During one scene of The Simpsons, Bart is in a minigolf match against Todd Flanders (of the ultra-Christian Flanders family). Homer sees the Flanderses praying before the match and says, "Hey, Flanders! I already did the same thing, and we can't both win!" Since he prayed first, Homer argues, God is on his side.

Questioning just how much God cares about who wins a sporting event is a pretty old joke, but that doesn't make it any less true. I guarantee that after the World Series this month, someone on the winning team will thank God not for his talent but for the victory itself.

While occasionally strange—one didn't hear Green Bay's Reggie White blaming God for the 1998 Super Bowl defeat quite like he thanked him for the 1997 victory—it illustrates the point that sport and Christianity seem to have a natural, ever-present link in American culture. In fact, it may be the area of American popular culture most infused and identified with Christianity.

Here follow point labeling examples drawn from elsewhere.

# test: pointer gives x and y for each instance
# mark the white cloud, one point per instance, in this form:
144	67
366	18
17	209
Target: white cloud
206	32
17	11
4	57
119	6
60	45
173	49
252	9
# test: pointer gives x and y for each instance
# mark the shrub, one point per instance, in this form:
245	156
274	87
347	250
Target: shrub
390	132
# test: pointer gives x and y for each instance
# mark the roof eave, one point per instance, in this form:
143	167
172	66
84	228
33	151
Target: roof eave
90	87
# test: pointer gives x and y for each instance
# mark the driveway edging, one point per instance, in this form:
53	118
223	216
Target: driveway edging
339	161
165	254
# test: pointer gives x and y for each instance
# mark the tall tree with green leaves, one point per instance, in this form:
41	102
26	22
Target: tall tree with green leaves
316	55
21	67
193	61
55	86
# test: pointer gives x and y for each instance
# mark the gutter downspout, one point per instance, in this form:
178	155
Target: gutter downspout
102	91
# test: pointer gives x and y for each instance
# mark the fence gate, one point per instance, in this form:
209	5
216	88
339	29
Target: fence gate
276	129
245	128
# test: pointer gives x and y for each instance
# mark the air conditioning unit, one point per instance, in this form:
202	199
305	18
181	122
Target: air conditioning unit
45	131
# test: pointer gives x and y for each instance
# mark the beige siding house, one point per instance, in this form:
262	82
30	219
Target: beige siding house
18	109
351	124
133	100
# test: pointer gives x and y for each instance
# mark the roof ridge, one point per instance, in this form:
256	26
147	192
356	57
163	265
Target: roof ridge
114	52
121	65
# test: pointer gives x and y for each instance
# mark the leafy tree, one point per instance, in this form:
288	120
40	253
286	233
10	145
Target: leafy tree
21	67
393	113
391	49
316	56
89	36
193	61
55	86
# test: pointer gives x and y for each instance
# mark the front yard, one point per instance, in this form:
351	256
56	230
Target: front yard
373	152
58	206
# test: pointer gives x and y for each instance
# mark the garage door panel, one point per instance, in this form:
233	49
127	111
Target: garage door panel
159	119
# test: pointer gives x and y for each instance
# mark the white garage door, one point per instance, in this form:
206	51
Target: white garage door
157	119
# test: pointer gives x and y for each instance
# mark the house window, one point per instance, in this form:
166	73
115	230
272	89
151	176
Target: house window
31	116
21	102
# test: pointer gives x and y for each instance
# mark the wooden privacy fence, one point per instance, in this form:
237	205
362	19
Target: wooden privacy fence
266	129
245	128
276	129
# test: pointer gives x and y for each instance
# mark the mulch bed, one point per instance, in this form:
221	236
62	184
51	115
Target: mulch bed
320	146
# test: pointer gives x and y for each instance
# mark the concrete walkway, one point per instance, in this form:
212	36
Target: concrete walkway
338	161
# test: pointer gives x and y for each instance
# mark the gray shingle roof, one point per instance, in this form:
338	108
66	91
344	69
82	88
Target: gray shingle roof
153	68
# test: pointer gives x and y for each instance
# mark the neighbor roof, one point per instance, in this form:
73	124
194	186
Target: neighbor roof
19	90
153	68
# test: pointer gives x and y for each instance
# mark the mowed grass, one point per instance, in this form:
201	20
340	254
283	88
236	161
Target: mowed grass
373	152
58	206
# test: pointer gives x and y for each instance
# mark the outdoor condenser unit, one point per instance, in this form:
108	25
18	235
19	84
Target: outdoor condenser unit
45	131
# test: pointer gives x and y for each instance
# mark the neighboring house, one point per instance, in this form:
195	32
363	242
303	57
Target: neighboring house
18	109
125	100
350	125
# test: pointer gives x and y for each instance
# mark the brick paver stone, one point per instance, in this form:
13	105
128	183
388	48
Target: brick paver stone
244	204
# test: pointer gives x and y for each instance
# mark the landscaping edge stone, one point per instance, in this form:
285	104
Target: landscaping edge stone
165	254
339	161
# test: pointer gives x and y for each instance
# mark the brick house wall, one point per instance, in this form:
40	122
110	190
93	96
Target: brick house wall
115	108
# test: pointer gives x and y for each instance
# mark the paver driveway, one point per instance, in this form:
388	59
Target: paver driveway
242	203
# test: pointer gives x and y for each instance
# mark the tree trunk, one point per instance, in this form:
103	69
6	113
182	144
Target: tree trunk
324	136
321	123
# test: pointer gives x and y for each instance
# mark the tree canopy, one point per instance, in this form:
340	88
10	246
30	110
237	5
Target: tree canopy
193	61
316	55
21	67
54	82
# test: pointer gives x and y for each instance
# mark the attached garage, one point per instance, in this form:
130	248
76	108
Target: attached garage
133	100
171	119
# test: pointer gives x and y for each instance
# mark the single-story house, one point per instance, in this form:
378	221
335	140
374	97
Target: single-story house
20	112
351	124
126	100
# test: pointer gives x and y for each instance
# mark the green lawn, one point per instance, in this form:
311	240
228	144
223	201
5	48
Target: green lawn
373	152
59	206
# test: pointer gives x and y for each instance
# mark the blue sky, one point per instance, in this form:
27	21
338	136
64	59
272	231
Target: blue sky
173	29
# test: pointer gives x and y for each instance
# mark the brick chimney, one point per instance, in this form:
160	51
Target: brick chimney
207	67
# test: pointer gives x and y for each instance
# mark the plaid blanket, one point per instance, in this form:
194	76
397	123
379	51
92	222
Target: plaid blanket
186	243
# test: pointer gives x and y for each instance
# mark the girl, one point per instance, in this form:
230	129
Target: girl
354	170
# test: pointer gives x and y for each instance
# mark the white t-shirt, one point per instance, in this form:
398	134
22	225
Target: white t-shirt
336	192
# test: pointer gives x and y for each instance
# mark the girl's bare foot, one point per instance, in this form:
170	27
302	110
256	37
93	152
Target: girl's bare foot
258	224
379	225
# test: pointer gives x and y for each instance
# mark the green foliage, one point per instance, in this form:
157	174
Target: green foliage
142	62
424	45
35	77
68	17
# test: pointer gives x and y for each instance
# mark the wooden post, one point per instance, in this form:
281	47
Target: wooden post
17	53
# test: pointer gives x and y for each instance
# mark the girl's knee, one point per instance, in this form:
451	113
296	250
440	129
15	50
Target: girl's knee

It hasn't always been that way, as Wheaton College professors Tony Ladd and James A. Mathisen recount. "Evangelical muscular Christianity was possible in the 1880s because of the rapid acceptance of sport in American life," they argue, "especially as it encouraged opportunities for the YMCA on college campuses." But in the early part of this century, evangelical Christians became disillusioned with sport and "disengaged" from it. Chicago White Stockings ball player Billy Sunday, the greatest athlete-turned-evangelist in Christian history, even became antagonistic to his former career.

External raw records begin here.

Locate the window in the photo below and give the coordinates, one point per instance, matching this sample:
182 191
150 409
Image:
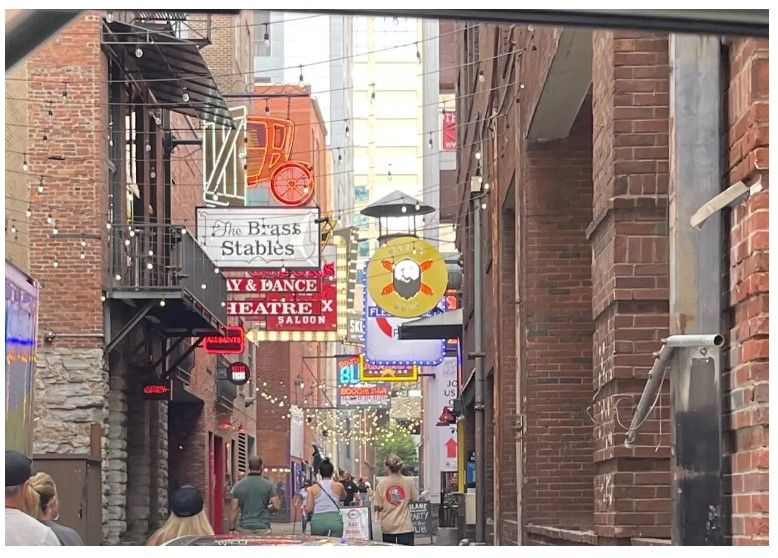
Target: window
361 193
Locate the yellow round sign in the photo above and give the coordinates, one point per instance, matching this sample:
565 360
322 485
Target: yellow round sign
407 277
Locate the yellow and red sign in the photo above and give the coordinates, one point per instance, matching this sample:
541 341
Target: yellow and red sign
407 277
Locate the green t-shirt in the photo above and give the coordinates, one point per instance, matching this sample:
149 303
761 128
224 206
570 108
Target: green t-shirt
253 494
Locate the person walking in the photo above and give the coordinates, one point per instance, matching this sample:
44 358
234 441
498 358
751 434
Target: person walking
351 489
363 496
256 497
20 528
391 500
186 518
42 503
323 498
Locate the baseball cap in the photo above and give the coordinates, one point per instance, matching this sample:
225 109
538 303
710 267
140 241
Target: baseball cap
18 468
186 501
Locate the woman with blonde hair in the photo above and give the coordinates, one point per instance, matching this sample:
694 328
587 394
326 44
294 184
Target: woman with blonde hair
186 517
41 502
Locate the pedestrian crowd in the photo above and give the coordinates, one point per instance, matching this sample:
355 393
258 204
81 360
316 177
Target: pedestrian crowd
32 505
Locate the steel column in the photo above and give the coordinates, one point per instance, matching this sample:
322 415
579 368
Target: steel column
695 290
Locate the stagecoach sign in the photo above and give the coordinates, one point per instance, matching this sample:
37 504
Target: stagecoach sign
260 237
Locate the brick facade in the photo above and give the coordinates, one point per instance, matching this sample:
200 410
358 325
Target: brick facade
582 292
746 380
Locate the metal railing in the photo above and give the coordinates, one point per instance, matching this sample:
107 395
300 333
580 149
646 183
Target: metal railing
164 258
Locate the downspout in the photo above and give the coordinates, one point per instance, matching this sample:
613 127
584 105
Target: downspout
480 494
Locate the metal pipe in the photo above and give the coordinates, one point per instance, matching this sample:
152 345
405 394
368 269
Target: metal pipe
656 374
480 446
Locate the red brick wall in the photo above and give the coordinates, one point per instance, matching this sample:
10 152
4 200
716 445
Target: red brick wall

As Ladd and Mathisen summarize, "When sport moved in increasingly secular directions in the early twentieth century, Protestants moved accordingly—but in two separate directions. While mainline Protestants continued to endorse sport apart from its value for conversion, fundamentalists (including Billy Sunday in 1893) grew increasingly suspicious of sport and minimized its value."

It wasn't until after World War II, when "sport redefined its niche as part of the American way of life," that evangelicals re-established their ties to sport. Ladd and Mathisen credit Billy Graham (as well as other fundamentalists involved in youth work) with much of this renewed relationship.

Today sports heroes are still very much a part of Billy Graham's evangelistic ministry: his Indianapolis crusade last spring, for example, was awash in sports testimonials, with Dallas Cowboy Deion Sanders and NASCAR star Jeff Gordon as "special guests." The crusade chair dropped sports names Reggie Miller and Larry Bird in his report to the media.

Ladd, chair of Wheaton College's Department of Kinesiology and Athletics, and Mathisen, a Wheaton sociology professor, are sympathetic to "muscular Christianity," but they express a number of concerns. For example: "As evangelical muscular Christianity looks to the twenty-first century, it enjoys affirmation from within its subculture but also faces the potential for increasing suspicion from without." Sports Illustrated's columnist Rick Reilly, who sarcastically criticizes Christian athletes who make a display of their faith, is but one example.

Many of the names discussed in the book will be familiar to Christianity Today readers: James Naismith, D. L. Moody, Eric Liddell, Billy Sunday, Bill Glass, and Bill McCartney are among the main characters. And while the book seems to be written to those in sports ministries, those who are interested in the history of evangelicalism in the last two centuries will certainly find much here to stimulate their thinking.